Colosenses 1:12
Dando gracias al Padre que nos hizo aptos para participar de la suerte de los santos en luz:
Referencia cruzada
Colosenses 3:15 llama a los creyentes a ser agradecidos, la misma actitud de dar gracias al Padre destacada en Colosenses 1:12.
En Mateo 25:34, Jesús invita a los benditos a heredar el reino preparado desde la fundación del mundo, la misma herencia para la que el Padre capacita.
En 1 Juan 3:1-3, los creyentes son llamados hijos de Dios y serán semejantes a Él, desarrollando el amor capacitador del Padre y la transformación futura.
En 1 Pedro 1:2-5, la herencia se describe como incorruptible, incontaminada y reservada en el cielo, expandiendo la naturaleza de la herencia prometida.
En Efesios 5:20, los creyentes deben dar siempre gracias a Dios el Padre, un paralelo directo con la misma acción de gracias en Colosenses.
En Efesios 3:6, los gentiles son coherederos y participantes de la promesa, directamente paralelo a ser capacitados para la herencia.

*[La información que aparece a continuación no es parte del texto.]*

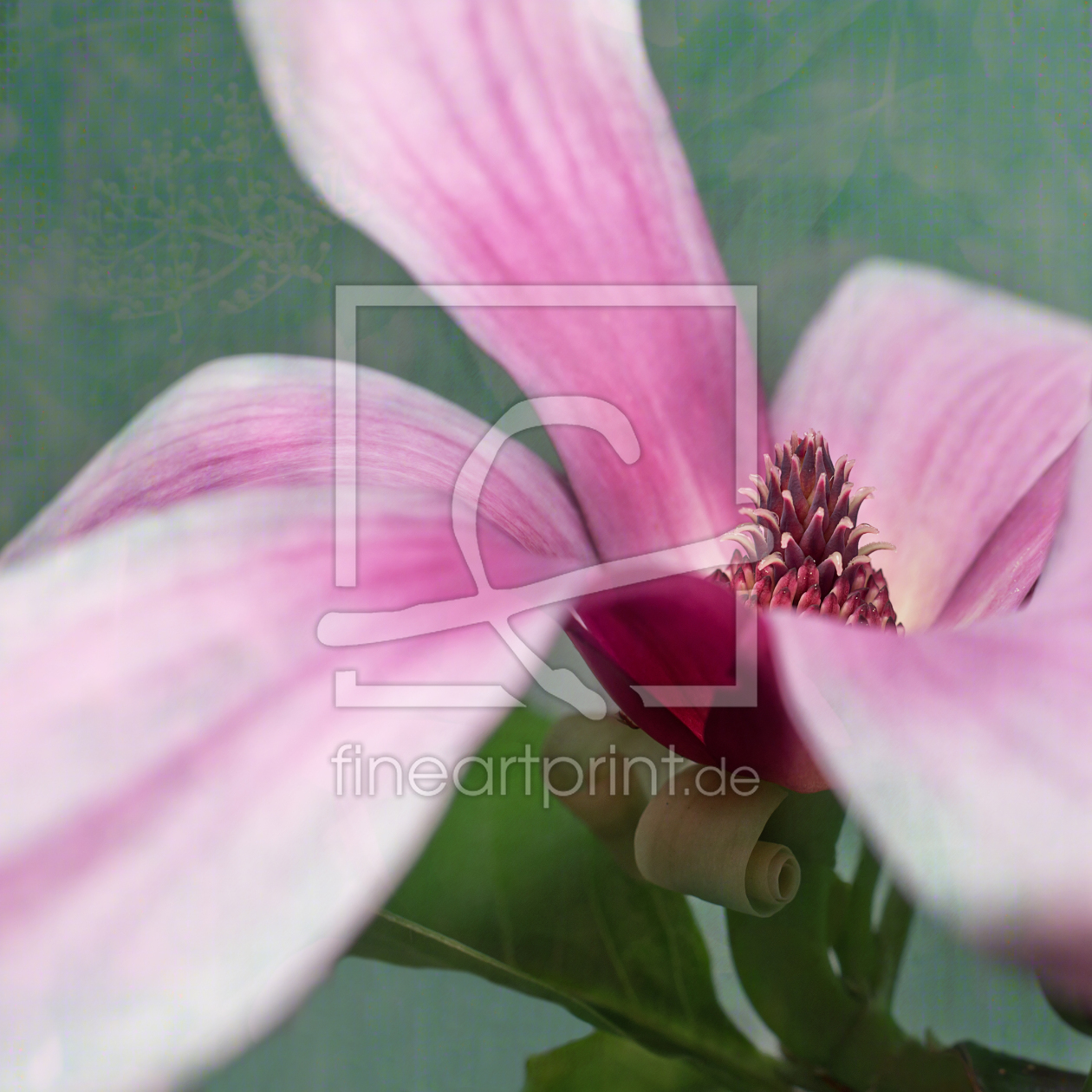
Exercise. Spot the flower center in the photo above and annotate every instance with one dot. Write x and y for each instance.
(803, 544)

En Efesios 1:18, Pablo ora para que los creyentes conozcan las riquezas de la gloriosa herencia de Dios en los santos, paralelo directo a la herencia de los santos en luz.
En Efesios 1:11, los creyentes han obtenido herencia en Cristo, predestinados según la voluntad de Dios, complementando ser capacitados para la herencia.
En Romanos 8:17, los creyentes son herederos de Dios y coherederos con Cristo, expandiendo la herencia a incluir el sufrimiento con Él para gloria.
En Hechos 26:18, la misión de Pablo vuelve a la gente de tinieblas a luz para recibir herencia entre los santificados, misma imagen de luz y herencia.
En Hechos 20:32, la gracia de Dios da herencia entre los santificados, paralelamente a la herencia de los santos en luz.
2 Tesalonicenses 1:5 habla de ser tenidos por dignos del reino, fuerte paralelo a ser capacitados para la herencia de los santos en luz.
1 Pedro 1:4 describe una herencia guardada en el cielo, coincidiendo con la 'herencia de los santos en luz' mencionada aquí.
En 2 Corintios 5:5, Dios nos prepara y nos da el Espíritu como garantía, reflejando al Padre que capacita a los creyentes para la herencia.
En Romanos 9:23, Dios prepara vasos de misericordia para gloria, paralelo a los creyentes capacitados para la herencia en luz.
Apocalipsis 21:23 revela la Nueva Jerusalén iluminada por la gloria de Dios, cumpliendo la herencia de luz para los santos.
Apocalipsis 22:5 añade que los santos reinan para siempre en la luz de Dios, expandiendo el alcance eterno de la herencia.
En 2 Tesalonicenses 1:11, la oración para que Dios haga dignos a los creyentes refleja la capacitación aquí; ambos enfatizan la habilitación divina.
Hebreos 12:23 describe los espíritus de los justos hechos perfectos, identificando la comunidad de santos que comparten la herencia.
En 1 Pedro 5:1, Pedro se llama a sí mismo participante de la gloria que será revelada, reflejando el tema de la herencia y la esperanza futura para los santos.
Salmos 36:9 declara a Jehová como fuente de vida y luz, el origen del 'reino de luz' que heredamos aquí.
En Apocalipsis 22:14, los bienaventurados tienen derecho al árbol de la vida, paralelo a compartir la herencia en luz.